Researchers around Mohammed Yousfi from Toulouse demonstrate the application of such models by performing measurements on plasma discharges created by pulsed electron beams in air. According to the researchers using an electron beam has advantages over electric field induced plasmas that make the results of their studies applicable to a wider range of experimental situations.
In addition to microwave absorption, optical emission spectroscopy is used in the experiments to characterize the physical properties of the discharge. The optical signal is picked up by a fiber with 400 μm core diameter and detected by an IsoPlane 320 spectrograph using a PI-MAX 4 emICCD. Using the ultrafast measuring capabilities of the intensified camera, the optical spectra specifically are used to investigate the relaxation of the plasma after the electron beam passes through. Spectra are taken using a 50 ns exposure time, which is positioned at 4 different points in time within 150 ns after the pulse passes.

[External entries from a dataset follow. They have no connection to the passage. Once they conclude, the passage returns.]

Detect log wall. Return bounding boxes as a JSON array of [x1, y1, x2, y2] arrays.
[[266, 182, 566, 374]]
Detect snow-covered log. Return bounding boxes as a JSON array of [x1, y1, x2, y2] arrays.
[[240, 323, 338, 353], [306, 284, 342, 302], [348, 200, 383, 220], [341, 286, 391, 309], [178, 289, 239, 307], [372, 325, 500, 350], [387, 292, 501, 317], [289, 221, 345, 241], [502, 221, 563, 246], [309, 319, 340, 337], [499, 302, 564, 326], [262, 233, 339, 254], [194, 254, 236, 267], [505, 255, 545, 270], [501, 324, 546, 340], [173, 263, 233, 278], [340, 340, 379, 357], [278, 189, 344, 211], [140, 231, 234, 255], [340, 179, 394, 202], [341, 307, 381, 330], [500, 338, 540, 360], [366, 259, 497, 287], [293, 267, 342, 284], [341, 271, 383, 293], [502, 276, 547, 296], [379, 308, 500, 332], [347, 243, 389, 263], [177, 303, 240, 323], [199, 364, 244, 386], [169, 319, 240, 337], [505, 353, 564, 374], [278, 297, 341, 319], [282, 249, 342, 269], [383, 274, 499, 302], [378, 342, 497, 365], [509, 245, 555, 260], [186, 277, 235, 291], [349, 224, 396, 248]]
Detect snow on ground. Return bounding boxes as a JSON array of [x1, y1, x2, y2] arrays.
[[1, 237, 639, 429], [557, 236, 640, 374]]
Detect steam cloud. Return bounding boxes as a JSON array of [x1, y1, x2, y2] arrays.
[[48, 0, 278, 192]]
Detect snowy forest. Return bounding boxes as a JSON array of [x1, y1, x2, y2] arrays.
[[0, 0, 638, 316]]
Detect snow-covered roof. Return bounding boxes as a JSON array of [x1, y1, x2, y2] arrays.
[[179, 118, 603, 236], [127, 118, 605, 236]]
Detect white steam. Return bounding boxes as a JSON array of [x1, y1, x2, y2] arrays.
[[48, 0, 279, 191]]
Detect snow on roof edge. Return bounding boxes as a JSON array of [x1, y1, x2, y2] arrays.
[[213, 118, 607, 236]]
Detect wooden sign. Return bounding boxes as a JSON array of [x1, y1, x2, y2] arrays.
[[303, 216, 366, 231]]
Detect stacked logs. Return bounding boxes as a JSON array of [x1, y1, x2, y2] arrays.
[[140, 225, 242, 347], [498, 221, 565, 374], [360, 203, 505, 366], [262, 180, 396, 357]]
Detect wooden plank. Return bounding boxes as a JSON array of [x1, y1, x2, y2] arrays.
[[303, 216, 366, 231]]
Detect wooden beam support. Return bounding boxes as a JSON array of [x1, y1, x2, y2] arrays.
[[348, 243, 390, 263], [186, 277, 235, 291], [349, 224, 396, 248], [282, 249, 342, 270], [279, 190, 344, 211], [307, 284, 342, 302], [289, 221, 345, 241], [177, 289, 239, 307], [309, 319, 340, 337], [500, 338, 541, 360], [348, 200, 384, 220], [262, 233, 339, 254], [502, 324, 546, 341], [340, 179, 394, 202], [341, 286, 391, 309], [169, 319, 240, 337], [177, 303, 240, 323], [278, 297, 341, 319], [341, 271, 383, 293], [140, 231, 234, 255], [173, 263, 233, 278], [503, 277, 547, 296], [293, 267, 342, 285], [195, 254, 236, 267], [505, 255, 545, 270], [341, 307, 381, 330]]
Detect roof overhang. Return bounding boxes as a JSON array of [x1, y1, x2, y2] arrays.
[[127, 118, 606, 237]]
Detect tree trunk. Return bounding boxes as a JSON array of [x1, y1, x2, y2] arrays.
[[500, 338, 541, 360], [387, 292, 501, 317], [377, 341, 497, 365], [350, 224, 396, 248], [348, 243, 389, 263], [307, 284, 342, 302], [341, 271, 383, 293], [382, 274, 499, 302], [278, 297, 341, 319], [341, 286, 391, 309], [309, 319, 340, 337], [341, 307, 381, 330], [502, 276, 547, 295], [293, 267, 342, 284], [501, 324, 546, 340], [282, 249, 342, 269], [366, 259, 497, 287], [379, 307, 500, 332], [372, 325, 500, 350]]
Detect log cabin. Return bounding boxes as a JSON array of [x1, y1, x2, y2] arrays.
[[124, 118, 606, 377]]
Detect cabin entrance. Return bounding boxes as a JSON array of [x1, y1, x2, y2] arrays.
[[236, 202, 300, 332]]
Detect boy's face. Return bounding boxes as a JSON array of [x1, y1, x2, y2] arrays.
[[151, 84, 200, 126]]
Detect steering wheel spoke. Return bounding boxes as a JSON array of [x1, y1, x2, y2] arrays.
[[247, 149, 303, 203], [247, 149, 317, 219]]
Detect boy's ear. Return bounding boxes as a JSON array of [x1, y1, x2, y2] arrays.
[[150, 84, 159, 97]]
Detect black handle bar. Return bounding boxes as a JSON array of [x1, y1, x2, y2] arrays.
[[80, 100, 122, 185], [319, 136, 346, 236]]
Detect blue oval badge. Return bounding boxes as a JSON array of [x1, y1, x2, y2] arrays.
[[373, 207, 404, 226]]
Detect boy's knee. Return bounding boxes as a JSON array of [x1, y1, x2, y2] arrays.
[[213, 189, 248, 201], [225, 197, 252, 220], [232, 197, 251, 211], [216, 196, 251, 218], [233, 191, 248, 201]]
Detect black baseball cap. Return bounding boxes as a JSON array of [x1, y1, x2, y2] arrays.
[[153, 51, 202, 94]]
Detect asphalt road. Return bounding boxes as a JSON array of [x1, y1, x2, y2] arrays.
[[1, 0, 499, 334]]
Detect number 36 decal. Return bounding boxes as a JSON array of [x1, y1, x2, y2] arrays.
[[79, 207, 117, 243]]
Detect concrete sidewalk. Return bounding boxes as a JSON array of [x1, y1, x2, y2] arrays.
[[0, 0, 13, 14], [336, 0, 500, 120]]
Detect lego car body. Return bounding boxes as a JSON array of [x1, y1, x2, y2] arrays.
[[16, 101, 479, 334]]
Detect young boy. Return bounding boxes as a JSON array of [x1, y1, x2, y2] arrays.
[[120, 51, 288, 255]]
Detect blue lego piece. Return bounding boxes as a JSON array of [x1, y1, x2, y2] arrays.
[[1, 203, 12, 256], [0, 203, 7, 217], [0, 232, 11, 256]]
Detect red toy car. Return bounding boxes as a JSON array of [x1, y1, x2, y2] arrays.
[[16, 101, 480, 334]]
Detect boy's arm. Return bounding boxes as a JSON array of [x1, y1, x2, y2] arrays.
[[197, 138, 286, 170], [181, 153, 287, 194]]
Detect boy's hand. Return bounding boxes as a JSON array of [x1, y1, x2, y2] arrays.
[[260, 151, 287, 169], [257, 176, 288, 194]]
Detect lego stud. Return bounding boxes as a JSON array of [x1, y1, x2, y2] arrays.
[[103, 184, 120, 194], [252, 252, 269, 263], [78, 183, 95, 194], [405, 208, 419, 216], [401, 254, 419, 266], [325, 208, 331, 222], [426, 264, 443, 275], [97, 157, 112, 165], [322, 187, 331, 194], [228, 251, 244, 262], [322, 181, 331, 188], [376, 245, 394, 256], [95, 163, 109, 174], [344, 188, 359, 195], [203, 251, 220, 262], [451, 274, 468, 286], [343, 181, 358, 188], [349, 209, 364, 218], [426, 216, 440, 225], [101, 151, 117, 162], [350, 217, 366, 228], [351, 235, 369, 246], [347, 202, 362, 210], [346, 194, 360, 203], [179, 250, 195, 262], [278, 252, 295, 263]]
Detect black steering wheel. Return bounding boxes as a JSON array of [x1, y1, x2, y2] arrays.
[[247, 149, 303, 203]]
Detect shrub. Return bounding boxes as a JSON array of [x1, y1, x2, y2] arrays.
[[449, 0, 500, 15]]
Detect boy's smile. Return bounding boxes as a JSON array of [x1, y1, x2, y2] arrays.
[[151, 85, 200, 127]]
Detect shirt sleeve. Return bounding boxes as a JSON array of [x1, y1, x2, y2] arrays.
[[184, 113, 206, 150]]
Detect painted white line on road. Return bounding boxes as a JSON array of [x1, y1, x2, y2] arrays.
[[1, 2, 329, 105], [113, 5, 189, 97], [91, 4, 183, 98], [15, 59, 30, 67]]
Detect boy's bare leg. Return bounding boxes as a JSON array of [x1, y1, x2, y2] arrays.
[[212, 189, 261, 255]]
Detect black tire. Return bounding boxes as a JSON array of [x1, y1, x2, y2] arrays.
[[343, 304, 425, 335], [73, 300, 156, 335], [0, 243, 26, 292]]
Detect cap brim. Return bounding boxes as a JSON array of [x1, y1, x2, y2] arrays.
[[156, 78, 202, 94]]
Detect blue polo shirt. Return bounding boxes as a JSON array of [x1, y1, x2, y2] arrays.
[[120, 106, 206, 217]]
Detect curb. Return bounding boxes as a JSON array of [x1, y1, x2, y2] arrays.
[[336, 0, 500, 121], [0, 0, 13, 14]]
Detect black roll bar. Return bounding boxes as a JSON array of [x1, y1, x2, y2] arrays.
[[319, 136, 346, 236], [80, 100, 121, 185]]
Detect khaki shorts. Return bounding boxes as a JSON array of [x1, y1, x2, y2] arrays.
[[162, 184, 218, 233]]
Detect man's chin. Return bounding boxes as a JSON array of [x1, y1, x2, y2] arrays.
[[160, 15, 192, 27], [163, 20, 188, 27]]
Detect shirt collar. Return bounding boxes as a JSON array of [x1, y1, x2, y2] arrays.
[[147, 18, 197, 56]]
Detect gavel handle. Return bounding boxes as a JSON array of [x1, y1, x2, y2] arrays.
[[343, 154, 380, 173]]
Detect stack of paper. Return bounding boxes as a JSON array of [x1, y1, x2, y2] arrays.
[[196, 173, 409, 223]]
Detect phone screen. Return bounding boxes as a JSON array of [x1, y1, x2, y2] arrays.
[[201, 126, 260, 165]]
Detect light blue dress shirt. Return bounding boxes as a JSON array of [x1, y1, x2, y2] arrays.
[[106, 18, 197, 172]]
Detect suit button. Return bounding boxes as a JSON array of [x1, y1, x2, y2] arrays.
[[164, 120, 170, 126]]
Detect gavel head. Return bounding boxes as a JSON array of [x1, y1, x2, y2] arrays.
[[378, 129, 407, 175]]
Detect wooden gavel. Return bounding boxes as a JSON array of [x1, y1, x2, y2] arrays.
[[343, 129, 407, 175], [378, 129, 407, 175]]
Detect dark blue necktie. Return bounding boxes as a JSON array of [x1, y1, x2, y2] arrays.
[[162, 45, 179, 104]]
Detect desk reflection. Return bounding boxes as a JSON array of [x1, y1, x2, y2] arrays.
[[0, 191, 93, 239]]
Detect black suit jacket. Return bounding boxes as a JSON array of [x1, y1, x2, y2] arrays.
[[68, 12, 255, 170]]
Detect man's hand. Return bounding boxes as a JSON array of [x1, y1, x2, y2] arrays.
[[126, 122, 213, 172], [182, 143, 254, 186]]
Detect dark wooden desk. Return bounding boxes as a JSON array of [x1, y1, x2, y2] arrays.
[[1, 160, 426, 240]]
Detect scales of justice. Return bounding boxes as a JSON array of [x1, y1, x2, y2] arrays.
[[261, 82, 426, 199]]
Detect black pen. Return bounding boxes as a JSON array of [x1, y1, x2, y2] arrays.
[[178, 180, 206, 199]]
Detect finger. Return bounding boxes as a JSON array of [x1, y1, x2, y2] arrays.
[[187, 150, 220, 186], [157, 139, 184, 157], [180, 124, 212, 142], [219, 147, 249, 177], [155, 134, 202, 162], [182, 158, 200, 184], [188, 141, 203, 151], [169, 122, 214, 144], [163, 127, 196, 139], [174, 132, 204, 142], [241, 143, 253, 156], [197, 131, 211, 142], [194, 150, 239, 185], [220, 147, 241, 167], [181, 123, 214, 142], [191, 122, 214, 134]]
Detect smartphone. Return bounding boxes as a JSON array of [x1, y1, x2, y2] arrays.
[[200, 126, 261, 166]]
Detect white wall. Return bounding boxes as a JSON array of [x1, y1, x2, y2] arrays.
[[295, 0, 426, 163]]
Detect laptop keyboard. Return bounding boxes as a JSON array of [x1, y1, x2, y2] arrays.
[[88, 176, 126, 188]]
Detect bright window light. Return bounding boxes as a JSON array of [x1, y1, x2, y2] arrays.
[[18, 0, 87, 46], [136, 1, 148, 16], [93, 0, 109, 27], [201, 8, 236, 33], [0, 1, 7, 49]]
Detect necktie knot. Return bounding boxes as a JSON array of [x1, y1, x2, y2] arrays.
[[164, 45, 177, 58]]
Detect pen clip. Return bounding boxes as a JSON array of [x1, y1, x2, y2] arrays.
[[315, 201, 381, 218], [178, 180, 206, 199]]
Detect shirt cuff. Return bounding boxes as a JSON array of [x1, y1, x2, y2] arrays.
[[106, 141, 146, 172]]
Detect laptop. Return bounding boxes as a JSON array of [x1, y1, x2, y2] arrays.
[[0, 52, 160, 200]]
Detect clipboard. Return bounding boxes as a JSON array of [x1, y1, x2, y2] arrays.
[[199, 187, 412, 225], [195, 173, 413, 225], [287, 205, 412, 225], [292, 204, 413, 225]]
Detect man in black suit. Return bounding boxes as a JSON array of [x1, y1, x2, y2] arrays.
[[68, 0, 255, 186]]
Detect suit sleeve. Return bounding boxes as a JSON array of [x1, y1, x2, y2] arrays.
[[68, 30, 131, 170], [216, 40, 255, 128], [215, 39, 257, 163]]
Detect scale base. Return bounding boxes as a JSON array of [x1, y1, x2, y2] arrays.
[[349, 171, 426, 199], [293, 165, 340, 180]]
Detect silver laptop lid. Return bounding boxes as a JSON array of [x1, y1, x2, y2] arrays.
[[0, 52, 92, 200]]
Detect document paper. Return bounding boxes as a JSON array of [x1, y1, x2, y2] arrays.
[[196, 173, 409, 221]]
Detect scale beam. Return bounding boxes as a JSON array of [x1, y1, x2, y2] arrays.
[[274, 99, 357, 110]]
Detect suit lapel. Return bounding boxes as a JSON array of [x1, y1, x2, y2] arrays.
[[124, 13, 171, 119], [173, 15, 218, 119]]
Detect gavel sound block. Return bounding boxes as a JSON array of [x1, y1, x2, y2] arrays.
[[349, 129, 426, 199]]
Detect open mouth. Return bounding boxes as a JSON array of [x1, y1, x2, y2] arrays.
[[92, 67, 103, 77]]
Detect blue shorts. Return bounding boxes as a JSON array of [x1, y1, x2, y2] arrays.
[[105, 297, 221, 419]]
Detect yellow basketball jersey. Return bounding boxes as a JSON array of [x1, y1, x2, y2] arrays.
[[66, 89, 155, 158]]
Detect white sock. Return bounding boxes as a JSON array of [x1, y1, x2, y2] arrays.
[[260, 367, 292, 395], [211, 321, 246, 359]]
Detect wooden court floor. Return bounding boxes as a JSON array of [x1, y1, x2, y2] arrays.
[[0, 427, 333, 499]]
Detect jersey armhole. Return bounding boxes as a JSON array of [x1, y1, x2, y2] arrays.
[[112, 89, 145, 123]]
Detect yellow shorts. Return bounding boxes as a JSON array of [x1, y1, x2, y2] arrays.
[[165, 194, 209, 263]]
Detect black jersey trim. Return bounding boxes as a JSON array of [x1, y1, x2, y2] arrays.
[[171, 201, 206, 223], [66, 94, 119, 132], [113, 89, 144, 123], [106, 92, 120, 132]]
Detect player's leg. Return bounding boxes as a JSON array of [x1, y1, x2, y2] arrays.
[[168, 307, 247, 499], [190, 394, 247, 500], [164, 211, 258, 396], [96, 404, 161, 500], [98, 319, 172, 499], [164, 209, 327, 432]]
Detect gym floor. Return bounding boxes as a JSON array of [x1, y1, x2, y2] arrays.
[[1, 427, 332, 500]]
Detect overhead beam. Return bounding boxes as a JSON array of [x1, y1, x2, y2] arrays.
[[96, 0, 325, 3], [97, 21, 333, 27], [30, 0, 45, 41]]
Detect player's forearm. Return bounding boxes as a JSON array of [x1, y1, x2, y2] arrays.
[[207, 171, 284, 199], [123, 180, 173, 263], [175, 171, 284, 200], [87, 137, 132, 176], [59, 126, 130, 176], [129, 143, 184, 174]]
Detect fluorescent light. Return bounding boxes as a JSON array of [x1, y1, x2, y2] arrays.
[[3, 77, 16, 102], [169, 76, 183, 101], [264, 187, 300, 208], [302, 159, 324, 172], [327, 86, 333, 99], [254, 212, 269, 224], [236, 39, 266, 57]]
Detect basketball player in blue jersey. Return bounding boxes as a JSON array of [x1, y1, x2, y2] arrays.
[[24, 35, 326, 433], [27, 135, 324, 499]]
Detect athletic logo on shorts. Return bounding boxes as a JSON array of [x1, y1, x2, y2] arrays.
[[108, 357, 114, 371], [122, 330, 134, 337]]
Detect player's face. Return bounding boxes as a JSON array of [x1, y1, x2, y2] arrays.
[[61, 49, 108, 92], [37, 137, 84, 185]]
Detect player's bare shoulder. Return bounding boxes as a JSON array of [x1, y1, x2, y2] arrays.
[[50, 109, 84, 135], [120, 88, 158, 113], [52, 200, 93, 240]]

Using a 2400g/mm grating the experiment achieves an optical resolution of 0.065 nm and the optical spectra of discharge in air show the rotational and vibrational structure of nitrogen molecules.
Using this data Prof. Yousfi and his team are able to determine the vibrational and rotational temperature of the molecules discharge and confirm that the vibrational excitations become the dominant process for energy dissipation.